- Cover of the 1984 edition (as La Medeleni), published by Cartea Românescă
- Author: Ionel Teodoreanu
- Original title: La Medeleni
- Illustrator: grimbo
- Language: Romanian
- Genre: Romance
- Publisher: Cartea Românească
- Publication place: Romania
- Media type: print

= La Medeleni =

Trio of novels by Ionel Teodoreanu

La Medeleni (English: At Medeleni) is a trio of novels written by Ionel Teodoreanu. The books were set in the village of Medeleni, in Iași County, Romania. The trilogy includes: The Fickle Border (Hotarul Nestatornic) published in 1925, Roads (Romanian: Drumuri) published in 1926, and Between the Winds (Romanian: Între Vânturi) published in 1927. Teodoreanu’s inspiration for the novels came from a mansion on the bank of the river Prut where friends from the literary world would gather. On May 21 2016, the mansion became a museum in memoriam of Ionel Teodoreanu.

==Synopsis==
At Medeleni is a novel about an idealised childhood and adolescence, designed in an Edenic patriarchal setting. The plot is centred around two siblings, Daniel and Olguța (Romanian: /ro/) Deleanu, and their step sister, Monica. According to her father, Olguța is an "angelic devil, a mixture of purity and inclinations towards little malice." (Note: The Jurnalul National newspaper republishes old books on a regular basis) She is constantly shaking, does not accept contradiction, and tries to subordinate everything that surrounds her.

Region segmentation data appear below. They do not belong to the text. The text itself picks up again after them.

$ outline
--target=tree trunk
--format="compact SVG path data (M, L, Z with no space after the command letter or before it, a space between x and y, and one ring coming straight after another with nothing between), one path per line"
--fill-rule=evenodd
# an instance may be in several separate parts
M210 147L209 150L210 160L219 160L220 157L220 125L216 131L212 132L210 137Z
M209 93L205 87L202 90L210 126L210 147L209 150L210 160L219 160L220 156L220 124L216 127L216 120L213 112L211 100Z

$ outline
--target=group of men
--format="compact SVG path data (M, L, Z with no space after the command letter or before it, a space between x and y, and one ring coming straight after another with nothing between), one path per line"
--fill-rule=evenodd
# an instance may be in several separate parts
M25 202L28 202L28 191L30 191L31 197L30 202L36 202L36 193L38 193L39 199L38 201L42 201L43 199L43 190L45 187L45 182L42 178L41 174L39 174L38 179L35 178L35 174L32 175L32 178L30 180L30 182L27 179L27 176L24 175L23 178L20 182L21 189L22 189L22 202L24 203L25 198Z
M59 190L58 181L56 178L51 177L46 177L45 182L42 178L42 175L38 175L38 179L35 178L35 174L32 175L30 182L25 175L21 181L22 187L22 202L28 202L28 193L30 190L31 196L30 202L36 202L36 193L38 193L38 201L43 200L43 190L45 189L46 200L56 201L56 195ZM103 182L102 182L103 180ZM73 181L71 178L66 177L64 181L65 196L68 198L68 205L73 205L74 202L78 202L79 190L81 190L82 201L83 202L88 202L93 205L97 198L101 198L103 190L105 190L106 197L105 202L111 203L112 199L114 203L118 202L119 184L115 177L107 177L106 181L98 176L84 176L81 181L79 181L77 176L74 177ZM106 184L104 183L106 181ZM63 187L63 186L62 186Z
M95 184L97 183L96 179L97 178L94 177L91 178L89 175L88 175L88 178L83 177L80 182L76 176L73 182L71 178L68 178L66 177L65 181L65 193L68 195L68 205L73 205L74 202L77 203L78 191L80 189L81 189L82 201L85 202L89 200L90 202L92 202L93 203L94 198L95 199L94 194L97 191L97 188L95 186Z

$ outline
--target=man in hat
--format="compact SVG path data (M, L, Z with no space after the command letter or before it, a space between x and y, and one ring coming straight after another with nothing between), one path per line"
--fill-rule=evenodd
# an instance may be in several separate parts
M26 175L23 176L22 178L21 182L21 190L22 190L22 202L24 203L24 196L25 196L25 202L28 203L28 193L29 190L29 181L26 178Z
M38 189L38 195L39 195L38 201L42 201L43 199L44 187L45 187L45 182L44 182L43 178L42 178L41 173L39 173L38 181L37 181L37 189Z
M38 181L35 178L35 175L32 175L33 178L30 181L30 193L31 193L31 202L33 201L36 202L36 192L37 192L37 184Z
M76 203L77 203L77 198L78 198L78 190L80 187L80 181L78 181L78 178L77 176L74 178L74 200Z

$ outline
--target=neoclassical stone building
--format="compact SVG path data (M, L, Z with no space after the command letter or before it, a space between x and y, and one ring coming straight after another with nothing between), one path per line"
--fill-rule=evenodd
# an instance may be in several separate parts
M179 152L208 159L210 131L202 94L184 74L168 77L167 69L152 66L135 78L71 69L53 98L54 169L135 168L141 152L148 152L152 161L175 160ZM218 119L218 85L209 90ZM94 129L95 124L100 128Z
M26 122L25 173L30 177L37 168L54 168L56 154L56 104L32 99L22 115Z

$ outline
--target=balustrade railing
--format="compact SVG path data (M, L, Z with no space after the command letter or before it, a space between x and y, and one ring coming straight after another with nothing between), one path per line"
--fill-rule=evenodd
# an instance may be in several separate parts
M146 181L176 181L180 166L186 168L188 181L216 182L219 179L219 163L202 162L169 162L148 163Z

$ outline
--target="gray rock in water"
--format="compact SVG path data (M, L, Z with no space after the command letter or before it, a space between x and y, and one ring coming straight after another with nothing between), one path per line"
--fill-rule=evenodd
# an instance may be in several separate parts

Daniel tends to be calm but can often lose his patience and becomes nervous because of his sister, Olguța. He often dreams about saving Monica but is awakened by his sister from time to time.

Monica ensures the balance between the siblings, who are in a continuous argument. She is gentle, generous and always jumps in to help others. Monica is in love with Daniel throughout the novel. Daniel realizes at the end that he is in love with Monica as well. They get married and enjoy a happy life.

Olguța falls in love with Vania, an older man. She plans to marry him and go to America, but she discovers that she has cancer. In the end, she commits suicide. After the death of Olguța, the Deleanu family sells the estate.

==Reception==
Miron Radu Paraschivescu claimed that Olguța is one of the most successful characters in Teodoreanu's literary works. (Note: apud op. cit.)

In 1995, a group of experts from Aix-Marseille University reviewed the trilogy and highlighted that Teodoreanu was traditionally considered by Romanians as the novelist of childhood. They remarked that At Medeleni is a good illustration of life in Romania in the 1920s. At Medeleni attains the ineffability of sensation and opens with a writing style torn between suffering and voluptuousness, a vertiginous perspective evoking baroque aesthetics.

According to the Romanian newspaper Jurnalul Național, "At Medeleni is the book that sealed the literary reputation of the novelist, who, at the age of 30, was already nationally renowned. After his At Medeleni series, his books became popular items on bookstore shelves[...]".

Critics and theorists, like George Călinescu, mentioned that the novel "has a lasting value," Camil Petrescu said that the work presents "affective aspects" of children through a series of life incidents, and, in turn, Garabet Ibrăileanu established that the main character, Olguța, is "the most striking type[...] and the most successful girl model in our literature."